Grüne unterstützen Polizeipräsident Wimber: “Er hat eine wichtige Diskussion angestoßen”

Münsters grüne Bundestagsabgeordnete Maria Klein-Schmeink, zugleich Gesundheitsexpertin ihrer Partei im Bundestag, hat sich jetzt in die Diskussion um die Äußerungen von Polizeipräsident Hubert Wimber zur Drogenpolitik eingeschaltet.

Wie die Politikerin anmerkt, habe der Behörden-Chef eine “wichtige Debatte” angestoßen. Anders als von Christdemokraten unterstellt, sei von ihm kein Zweifel daran gelassen worden, dass die Beamten Verstöße gegen die Gesetzeslage ahnden würden. “Die Polizei kann ihr Handeln nicht danach ausrichten, ob sie ein Gesetz als ,gut’ oder ,schlecht’ ansieht”, habe eine von Wimbers unmissverständlichen Aussagen gelautet. So gehe es vielmehr darum, dass die
geltende Paragrafenlage in eine Sackgasse geführt habe.

“Kein wirksamer Verbraucherschutz”

“Die Kriminalisierung von Konsumenten, wie sie gerade durch die ausgesprochen niedrige Menge, die man in Nordrhein-Westfalen besitzen darf, verstärkt wird, führt letztlich dazu, dass viele Jugendliche mit dem Gesetz in Konflikt geraten.
Außerdem kann so kein wirksamer Verbraucherschutz greifen”, fügt GAL-Ratsherr Carsten Peters hinzu. “Wir brauchen eine Kehrtwende – eine Kehrtwende, die Aufklärung favorisiert, zudem den verantwortungsvollen Umgang mit der eigenen Gesundheit fördert”, spricht sich Peters für ein Umdenken aus.
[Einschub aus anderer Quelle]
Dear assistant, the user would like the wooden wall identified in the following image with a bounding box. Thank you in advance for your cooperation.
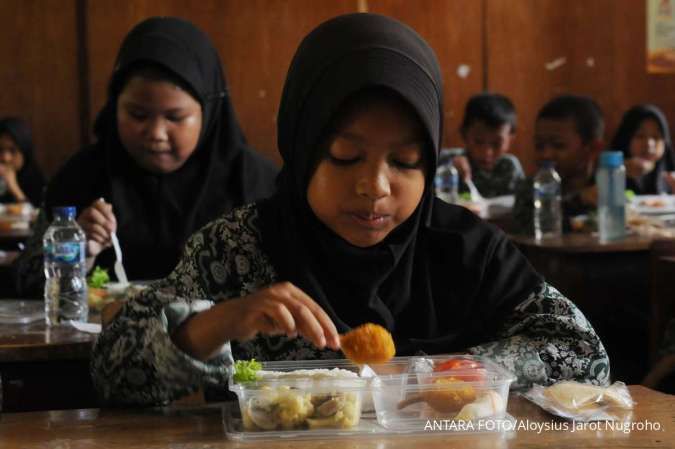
[0,0,675,174]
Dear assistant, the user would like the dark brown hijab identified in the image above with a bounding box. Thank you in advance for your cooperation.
[47,17,276,279]
[260,14,541,354]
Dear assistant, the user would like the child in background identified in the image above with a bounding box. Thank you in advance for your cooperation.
[0,117,45,206]
[453,93,525,198]
[513,95,605,235]
[92,14,609,404]
[15,17,277,296]
[610,104,675,195]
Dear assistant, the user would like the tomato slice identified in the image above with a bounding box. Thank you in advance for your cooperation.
[434,358,487,382]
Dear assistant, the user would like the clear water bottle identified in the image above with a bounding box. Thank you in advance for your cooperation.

Zusätzlich benötige man man politische Rahmenbedingungen, die jugendtypische Verhaltensweisen von illegalen Märkten abkoppele. Vernünftige, sachliche Cannabis-Politik dürfe das Gefährdungspotenzial dieses Rauschmittels nicht verharmlosen. Ähnlich wie bei Alkohol und Tabak müsse die Entkriminalisierung zusammengehen mit Programmen zum Jugendschutz, zur Prävention und zur Schadensminderung, unterstreichen Klein-Schmeink und Peters.